Aku menggangguk dan menyebrangi jalan saat mulai aman.
“Dirga!” dia terkejut melihat aku yang basah kuyup.
“Hai! Kok hujan-hujanan?”
“Kalau nggak hujan-hujanan kamu bakalan pergi sebelum aku sempat ngomong
sama kamu.” Jawabku dengan nafas ngos-ngosan.
“Ya?” dia tampak bingung.
Aku merasakan tak ada butiran air hujan menyerangku lagi. Ternyata Dirga
memayungiku, kami berada dalam satu payung lagi seperti tiga hari yang lalu.
“Tentang hatiku sejak empat tahun yang lalu.” Dia menatapku penasaran, tapi
dia memilih mendengarkan. Kutelan ludahku untuk mengobati kegugupanku. “Aku...”
Kupejamkan mataku tak berani melihat reaksinya. “Aku suka sama kamu!” kuucapkan
kalimat itu lantang dan cepat. Tak terdengar jawaban apapun. Terpaksa kubuka
mataku, dan pasrah dengan apa yang akan aku lihat.
Senyuman, yang aku lihat senyuman bukan wajah kaget dan takut.
“Aku tahu!” dia mengeluarkan buku harian warna merah dari dalam saku
jaketnya. “Kamu nggak cuma ninggalin payung. Tapi, kamu juga menjatuhkan buku
ini di mobilku.”
Aku meringis. Pantas dia jawab ‘aku tahu’. Aduh, cerobohku benar-benar
sudah parah. “Dan...” dia kembali tersenyum. “Karena hujan kemarin, karena
bertemu denganmu lagi, karena tiba-tiba jantungku berdetak kencang saat
menyentuh tanganmu, karena kamu membuat dadaku hangat saat menatapmu, akhirnya
hatiku jatuh di sini!” dia menunjuk dadaku. “Aku jatuh cinta sama kamu!”

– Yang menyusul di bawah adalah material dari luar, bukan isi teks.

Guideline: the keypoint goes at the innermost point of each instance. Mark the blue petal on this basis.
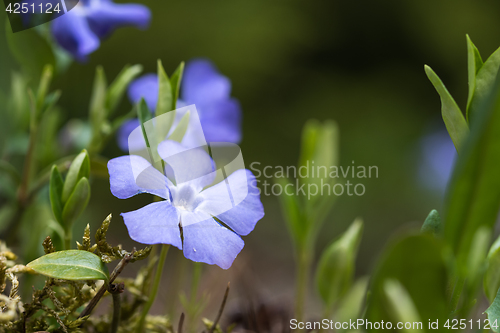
(203, 84)
(73, 34)
(211, 243)
(130, 175)
(221, 121)
(106, 16)
(193, 166)
(156, 223)
(236, 202)
(144, 87)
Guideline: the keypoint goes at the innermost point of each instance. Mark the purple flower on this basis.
(206, 223)
(202, 85)
(80, 30)
(438, 157)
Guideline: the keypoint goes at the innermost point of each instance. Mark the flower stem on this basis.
(154, 288)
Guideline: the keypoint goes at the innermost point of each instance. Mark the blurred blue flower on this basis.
(438, 157)
(80, 30)
(205, 223)
(202, 85)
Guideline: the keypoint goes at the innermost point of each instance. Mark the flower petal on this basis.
(187, 165)
(236, 203)
(209, 242)
(130, 175)
(106, 16)
(203, 84)
(156, 223)
(221, 121)
(73, 34)
(144, 87)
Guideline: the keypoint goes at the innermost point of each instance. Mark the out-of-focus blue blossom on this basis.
(202, 85)
(438, 157)
(80, 30)
(187, 205)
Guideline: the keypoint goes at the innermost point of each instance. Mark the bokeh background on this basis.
(359, 63)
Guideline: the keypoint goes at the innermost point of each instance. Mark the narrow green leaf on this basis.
(452, 115)
(181, 128)
(402, 308)
(175, 81)
(474, 64)
(473, 199)
(493, 313)
(118, 87)
(71, 265)
(55, 190)
(417, 263)
(43, 87)
(97, 109)
(80, 167)
(432, 223)
(336, 267)
(165, 96)
(485, 82)
(290, 206)
(77, 202)
(491, 281)
(144, 116)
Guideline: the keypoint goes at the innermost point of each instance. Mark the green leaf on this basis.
(473, 199)
(119, 86)
(181, 128)
(98, 112)
(175, 81)
(452, 115)
(432, 223)
(336, 267)
(416, 262)
(493, 313)
(491, 281)
(71, 265)
(474, 64)
(290, 206)
(23, 43)
(55, 190)
(80, 167)
(402, 308)
(144, 116)
(484, 85)
(165, 96)
(77, 202)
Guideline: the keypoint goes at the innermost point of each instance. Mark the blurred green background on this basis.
(357, 62)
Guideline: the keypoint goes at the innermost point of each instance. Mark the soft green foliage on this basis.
(335, 270)
(473, 199)
(416, 262)
(452, 115)
(432, 223)
(492, 275)
(75, 265)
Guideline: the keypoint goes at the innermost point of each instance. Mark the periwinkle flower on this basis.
(206, 223)
(202, 85)
(80, 30)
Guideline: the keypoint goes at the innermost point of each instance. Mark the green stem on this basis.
(303, 270)
(154, 288)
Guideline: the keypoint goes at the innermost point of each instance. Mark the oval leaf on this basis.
(71, 265)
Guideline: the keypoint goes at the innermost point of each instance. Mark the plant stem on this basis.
(154, 288)
(303, 268)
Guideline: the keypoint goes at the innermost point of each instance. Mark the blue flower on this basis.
(202, 85)
(206, 223)
(80, 30)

Kututup mulutku dengan kedua telapak tanganku, dan mataku tak henti
menatapnya.
Suara tepuk tangan di belakangnya menyadarkanku dan dia bahwa halte sore
itu ternyata masih ramai seperti biasanya. Kami menatap wajah-wajah ikut bahagia
di depan kami sambil mengucapkan terima kasih karena menerima doa dan selamat
bertubi-tubi.
“Daaarrrrr” suara petir yang tiba-tiba, membuatku terkejut dan tanpa sadar
memeluk pinggangnya.
“Kamu nggak papa?” bisiknya sambil mengusap lenganku. Kulepas pelukanku,
dan beringsut agak menjauh darinya. Dia tersenyum. “Kuantar kamu pulang.” Dia menarikku
mendekat padanya dan kami berjalan menuju mobilnya masih dinaungi payung yang
dipegangnya.
“Antar aku ke cafe di depan itu, ya? Barangku masih tertinggal di sana.” Kutunjuk
cafe Kang Yanto.
Dia menggangguk sambil memutar stir.
Ku kembalikan payung cinta milik Kang Yanto sambil berbisik, “Payungnya
dahsyat, Kang!” Dia tertawa.
“Selamat, yo Al!” dia balas
berbisik sebelum aku pergi bersama cintaku.
Hujan, terima kasih! Walaupun kamu membuatku telat pulang, ternyata kamulah
yang mempertemukan hati yang telat bertemu.